My son was doing a math problem and getting the wrong result, so he asked me to help out. The problem was:
$4.5-8.2 = x$, solve for $x$
He was getting $-4.3$, where the correct answer is of course $-3.7$.
It turns out the reason he got the answer wrong is because he was doing the subtraction directly, and when he subtracted $.2$ from $.5$ he got $.3$. I showed him that he could multiply both sides by $-1$ and solve for $-x$, negate the answer and thus get the right result. Being the curious kid that he is, he asked why the two results weren't the same, and I couldn't give him an answer.
Why doesn't the direct subtraction work?
Best Answer
That's because the two results are the same, and he is implicitly using a slightly different and context-dependent notation to express his answer.
The arithmetic is correct, but $-4$ is not a decimal digit in the usual scheme of things.

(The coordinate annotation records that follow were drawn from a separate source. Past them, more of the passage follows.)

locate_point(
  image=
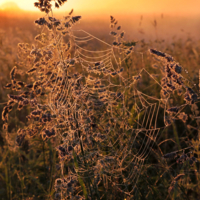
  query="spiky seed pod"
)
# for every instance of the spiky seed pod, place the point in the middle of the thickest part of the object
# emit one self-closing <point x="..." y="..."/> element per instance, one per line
<point x="8" y="86"/>
<point x="31" y="70"/>
<point x="12" y="73"/>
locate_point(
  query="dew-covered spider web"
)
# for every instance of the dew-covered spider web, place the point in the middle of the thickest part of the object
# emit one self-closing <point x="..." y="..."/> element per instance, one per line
<point x="111" y="124"/>
<point x="106" y="120"/>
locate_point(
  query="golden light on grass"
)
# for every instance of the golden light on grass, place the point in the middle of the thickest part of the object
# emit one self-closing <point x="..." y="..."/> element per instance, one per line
<point x="121" y="7"/>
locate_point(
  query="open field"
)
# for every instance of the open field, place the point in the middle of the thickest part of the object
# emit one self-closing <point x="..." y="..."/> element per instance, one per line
<point x="137" y="137"/>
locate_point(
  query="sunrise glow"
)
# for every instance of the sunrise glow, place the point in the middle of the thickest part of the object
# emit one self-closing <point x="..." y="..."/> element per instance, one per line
<point x="119" y="6"/>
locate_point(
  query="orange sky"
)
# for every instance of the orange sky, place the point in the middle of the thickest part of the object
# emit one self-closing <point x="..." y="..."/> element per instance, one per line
<point x="122" y="6"/>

A correct answer of $(-4).3$ was found, with an intended meaning of $-4 +0.3$. That notation is non-standard, and writing it as $-4.3$ gives the wrong answer when read as a standard decimal.
Although it's clear what an expression like $(-4).3$ should mean here, to represent that result in the standard system with digits 0-9, the minus sign can only apply to all digits in the number at once. The conversion to standard notation is $("-4").3 = -(3.7) = -3.7 $